Chad Winters (#102) said:


> http://www.teleread.com/2010/07/28/ibook-buyers-beware-no-refund-or-exchange-even-if-your-book-has-been-updated/
> 
> "I reported the problem to iBooks support and asked for an exchange. &#8230; Last weekend I received a email &#8230; [which said] &#8230; I understand that you purchased, "Ender's Game", and you do would like the updated version instead. I know how this is concerning for you and I will be glad to look into this issue for you. I have looked at your purchase. I am unable to refund this item. I do apologize for any inconvenience. I cannot "replace" this item with a new one. Your request for a refund for "Ender's End" was carefully considered; however, according to the iTunes Store Terms of Sale, all purchases made on the iTunes Store are final.

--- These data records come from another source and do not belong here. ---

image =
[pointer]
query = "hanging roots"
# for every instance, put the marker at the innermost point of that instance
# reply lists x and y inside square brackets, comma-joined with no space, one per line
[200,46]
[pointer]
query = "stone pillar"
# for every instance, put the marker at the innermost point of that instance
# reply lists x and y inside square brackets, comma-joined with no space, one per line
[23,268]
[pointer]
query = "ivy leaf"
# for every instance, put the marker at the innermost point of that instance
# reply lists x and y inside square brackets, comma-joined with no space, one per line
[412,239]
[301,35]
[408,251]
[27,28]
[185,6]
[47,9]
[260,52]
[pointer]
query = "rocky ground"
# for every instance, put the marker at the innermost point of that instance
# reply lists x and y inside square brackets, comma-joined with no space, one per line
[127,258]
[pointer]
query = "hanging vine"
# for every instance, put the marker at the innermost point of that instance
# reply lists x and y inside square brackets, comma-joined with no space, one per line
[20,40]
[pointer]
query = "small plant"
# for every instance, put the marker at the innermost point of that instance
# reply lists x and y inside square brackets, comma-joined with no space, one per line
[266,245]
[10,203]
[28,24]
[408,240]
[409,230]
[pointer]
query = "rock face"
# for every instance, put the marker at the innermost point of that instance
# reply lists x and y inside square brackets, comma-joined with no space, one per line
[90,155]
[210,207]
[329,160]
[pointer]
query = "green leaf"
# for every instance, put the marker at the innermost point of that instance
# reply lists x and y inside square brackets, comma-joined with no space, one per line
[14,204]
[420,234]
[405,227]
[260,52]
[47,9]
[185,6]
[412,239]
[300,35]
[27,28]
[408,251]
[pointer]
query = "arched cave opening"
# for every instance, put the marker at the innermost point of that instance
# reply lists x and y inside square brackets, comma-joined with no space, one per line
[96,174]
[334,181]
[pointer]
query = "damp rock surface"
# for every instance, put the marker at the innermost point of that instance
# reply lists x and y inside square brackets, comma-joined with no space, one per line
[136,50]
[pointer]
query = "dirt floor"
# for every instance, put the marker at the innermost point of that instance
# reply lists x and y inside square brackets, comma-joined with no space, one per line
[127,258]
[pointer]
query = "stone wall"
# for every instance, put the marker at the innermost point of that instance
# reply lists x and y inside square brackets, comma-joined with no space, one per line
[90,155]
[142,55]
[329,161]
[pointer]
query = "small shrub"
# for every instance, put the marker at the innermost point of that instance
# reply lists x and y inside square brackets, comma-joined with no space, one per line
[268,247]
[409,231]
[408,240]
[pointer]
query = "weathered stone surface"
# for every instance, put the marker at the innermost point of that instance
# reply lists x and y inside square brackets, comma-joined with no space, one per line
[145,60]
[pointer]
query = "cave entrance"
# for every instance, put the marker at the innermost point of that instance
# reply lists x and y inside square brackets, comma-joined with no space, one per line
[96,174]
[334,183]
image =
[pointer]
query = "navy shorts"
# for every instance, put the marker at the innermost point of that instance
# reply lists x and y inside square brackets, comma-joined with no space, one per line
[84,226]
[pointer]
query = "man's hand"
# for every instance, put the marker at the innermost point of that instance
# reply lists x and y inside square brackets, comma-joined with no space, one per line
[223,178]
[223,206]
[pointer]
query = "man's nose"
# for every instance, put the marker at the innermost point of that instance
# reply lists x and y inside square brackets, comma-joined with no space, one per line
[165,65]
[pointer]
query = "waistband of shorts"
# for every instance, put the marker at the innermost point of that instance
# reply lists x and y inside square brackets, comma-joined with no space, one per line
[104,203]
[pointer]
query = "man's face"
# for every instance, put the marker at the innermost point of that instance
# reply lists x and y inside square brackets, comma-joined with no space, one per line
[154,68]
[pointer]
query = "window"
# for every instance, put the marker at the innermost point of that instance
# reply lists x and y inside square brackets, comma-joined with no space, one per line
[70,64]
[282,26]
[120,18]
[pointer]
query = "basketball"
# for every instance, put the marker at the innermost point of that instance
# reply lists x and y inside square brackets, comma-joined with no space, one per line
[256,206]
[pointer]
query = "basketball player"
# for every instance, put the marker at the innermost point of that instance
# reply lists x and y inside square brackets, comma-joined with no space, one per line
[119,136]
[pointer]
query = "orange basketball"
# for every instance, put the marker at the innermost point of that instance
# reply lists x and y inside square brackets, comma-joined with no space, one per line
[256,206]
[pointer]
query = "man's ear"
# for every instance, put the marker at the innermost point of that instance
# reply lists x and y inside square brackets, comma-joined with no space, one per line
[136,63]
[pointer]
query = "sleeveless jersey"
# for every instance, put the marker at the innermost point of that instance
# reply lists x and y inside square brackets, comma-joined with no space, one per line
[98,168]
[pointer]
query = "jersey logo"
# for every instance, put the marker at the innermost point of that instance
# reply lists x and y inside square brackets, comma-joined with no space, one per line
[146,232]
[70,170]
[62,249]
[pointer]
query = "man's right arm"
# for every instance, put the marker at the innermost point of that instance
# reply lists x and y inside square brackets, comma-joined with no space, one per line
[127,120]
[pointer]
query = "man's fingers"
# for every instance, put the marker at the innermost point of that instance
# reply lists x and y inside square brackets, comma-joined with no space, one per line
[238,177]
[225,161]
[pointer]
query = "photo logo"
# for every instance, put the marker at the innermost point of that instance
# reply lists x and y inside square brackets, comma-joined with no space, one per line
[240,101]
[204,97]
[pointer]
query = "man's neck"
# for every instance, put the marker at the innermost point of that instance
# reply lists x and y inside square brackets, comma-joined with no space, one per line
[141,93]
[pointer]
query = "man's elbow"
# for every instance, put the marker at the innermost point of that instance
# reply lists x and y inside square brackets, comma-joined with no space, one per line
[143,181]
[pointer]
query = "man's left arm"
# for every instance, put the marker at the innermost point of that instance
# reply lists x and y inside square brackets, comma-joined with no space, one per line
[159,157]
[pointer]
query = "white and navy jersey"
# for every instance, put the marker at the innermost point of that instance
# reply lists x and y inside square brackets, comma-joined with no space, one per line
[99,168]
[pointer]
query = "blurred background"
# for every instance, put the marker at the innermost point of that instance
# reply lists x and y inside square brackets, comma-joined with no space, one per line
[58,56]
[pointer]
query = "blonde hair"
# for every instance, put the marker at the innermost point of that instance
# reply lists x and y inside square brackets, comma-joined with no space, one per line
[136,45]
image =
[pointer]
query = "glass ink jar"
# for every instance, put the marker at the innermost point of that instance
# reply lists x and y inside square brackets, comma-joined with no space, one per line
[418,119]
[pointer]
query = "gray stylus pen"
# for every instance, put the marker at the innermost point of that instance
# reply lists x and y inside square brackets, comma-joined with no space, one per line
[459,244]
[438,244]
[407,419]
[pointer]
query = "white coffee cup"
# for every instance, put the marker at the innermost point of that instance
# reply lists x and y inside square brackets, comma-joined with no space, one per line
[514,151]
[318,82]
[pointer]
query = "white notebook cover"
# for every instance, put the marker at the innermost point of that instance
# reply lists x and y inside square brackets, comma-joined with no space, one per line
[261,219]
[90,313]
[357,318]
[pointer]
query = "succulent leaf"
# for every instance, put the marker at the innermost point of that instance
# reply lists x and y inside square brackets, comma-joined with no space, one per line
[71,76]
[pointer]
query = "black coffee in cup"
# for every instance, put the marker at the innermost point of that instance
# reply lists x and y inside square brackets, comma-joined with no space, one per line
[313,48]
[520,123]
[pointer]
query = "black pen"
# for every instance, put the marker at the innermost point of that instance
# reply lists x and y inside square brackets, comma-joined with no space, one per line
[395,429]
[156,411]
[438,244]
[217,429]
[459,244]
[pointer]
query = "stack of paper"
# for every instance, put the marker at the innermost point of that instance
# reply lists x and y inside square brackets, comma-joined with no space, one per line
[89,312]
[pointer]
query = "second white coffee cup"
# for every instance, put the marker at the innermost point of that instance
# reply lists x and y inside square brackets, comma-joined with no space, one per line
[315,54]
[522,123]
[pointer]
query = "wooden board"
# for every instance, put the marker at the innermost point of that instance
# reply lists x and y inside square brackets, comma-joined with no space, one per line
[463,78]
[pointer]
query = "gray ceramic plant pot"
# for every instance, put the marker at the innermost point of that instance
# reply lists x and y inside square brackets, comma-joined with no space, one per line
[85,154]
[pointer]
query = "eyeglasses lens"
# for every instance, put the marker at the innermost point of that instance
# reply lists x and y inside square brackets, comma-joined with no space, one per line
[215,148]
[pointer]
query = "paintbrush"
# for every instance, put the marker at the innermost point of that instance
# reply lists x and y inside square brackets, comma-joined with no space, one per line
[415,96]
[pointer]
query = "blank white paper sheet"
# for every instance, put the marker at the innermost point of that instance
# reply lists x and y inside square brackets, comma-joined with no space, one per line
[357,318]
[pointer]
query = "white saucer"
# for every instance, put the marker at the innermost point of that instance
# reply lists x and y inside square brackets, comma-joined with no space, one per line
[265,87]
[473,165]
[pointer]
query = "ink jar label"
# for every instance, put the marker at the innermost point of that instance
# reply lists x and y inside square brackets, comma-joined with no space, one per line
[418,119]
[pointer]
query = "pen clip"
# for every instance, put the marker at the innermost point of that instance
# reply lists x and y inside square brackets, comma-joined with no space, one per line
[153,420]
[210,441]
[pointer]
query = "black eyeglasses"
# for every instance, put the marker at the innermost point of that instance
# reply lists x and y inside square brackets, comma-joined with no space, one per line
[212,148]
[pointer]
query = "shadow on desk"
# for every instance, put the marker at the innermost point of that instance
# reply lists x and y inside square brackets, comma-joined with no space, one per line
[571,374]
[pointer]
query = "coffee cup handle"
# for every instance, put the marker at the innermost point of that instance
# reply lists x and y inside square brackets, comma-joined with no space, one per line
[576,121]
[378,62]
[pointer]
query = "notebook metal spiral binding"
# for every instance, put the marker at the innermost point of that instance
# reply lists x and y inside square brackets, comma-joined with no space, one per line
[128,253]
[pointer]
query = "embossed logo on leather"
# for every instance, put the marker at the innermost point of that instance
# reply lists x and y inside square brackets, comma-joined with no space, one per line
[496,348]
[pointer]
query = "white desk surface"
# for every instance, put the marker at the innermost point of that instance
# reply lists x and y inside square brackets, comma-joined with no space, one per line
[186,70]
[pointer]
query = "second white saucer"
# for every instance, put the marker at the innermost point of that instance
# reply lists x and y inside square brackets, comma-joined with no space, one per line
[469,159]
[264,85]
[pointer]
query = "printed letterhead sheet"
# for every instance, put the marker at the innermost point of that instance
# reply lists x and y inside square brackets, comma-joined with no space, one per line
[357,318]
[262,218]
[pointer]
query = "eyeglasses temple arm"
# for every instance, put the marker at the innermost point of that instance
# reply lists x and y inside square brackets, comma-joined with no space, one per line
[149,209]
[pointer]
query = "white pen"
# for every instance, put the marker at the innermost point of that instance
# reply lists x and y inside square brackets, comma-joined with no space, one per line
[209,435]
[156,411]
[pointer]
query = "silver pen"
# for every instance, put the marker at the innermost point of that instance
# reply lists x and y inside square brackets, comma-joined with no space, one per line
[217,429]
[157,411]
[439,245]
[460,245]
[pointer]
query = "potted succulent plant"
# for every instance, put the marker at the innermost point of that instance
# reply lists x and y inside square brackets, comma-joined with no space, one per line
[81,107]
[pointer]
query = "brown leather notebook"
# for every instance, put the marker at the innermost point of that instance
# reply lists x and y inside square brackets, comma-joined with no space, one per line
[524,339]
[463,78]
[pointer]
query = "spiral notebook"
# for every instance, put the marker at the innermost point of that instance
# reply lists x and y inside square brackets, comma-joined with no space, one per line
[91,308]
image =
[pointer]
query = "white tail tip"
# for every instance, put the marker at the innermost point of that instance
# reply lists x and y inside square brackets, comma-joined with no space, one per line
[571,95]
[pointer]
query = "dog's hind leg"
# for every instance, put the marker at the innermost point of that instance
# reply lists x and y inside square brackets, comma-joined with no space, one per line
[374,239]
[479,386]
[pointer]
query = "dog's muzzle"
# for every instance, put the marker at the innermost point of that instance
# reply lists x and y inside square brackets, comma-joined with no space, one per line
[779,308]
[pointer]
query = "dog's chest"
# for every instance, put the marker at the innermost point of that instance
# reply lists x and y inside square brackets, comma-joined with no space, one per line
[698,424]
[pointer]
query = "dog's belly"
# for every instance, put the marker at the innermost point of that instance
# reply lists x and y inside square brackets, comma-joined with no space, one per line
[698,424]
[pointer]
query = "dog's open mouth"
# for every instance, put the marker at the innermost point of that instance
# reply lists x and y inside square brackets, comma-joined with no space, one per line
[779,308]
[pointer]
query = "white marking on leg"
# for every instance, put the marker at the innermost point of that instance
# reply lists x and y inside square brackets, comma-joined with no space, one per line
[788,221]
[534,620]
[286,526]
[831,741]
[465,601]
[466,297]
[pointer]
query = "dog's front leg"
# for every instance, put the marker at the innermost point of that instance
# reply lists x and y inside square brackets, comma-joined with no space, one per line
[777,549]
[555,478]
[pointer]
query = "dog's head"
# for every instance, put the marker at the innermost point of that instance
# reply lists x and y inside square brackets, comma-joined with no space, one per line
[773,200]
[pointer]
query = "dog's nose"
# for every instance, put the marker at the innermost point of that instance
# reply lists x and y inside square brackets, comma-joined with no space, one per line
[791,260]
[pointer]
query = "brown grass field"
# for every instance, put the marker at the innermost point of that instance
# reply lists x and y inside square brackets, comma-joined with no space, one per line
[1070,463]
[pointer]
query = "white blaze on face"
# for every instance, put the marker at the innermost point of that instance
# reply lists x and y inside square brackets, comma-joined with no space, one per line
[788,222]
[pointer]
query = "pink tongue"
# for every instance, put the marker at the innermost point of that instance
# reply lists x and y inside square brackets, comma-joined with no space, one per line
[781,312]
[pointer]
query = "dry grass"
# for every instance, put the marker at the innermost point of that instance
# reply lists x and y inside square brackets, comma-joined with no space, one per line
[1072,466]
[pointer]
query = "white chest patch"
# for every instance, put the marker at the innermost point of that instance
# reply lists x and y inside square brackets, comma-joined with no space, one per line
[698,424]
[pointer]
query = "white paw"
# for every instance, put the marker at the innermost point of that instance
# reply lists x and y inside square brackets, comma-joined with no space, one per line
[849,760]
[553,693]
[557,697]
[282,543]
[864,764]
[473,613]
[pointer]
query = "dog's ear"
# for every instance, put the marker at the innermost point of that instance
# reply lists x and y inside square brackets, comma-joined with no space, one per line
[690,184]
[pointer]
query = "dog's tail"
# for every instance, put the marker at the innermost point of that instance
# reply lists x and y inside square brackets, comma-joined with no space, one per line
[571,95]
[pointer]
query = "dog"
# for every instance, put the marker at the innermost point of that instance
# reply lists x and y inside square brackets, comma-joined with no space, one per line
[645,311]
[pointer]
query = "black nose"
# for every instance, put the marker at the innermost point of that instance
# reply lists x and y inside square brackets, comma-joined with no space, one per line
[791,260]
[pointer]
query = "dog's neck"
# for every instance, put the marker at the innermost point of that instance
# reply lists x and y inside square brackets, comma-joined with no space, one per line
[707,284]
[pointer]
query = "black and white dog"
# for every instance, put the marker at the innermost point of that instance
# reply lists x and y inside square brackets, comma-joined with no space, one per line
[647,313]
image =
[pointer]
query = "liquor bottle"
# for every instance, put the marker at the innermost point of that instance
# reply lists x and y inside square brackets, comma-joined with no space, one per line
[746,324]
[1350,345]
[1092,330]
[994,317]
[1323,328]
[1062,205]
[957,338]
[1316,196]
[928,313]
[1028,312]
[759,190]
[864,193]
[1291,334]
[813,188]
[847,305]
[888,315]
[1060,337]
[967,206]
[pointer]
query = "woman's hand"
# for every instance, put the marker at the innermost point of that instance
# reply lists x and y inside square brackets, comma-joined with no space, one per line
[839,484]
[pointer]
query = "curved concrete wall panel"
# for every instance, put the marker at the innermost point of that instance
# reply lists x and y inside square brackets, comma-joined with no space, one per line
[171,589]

This policy matches Apple's refund policies and provides protection for copyrighted materials.
> 
> ...


I read through the blog entry and its sources and it sounds like for the specific set of books by Orson Scott Card that the article is referring to, people will get a replacement book, that the publisher and Apple is working on correcting the edition and reissuing it to purchasers.

EDIT: (Although I agree, I still don't buy iBooks; I'm buying through Amazon for my Kindle and Kindle apps primarily and occasionally on Smashwords to read on Stanza on my iPad.) But anyway, here's what the author, Orson Scott Card says on his website http://www.hatrack.com/ebooks.shtml


> We have been made aware of several problems with the newly-released eBooks of Ender's Game, Speaker for the Dead, and several other OSC titles. Tor is aware of the problem and would like to apologize and let you know that steps are being taken to correct the files as soon as possible, beginning with Ender's Game. Therefore, we suggest that you wait to purchase any OSC eBooks until we can get these problems resolved. We'll do our best to update our website as the corrected titles become available.
> 
> People who purchased the defective ebooks will be contacted by the vendor with instructions for downloading the corrected version.


Betsy


----------



## pidgeon92 (Oct 27, 2008)

Right now, Amazon is the only retailer that will refund ebooks as policy. Some others will do it on a case-by-case basis, but their terms expressly say all sales final.


----------



## Cardinal (Feb 24, 2010)

I have been contacted several times by Amazon and asked if I would like to get an updated new corrected file.


----------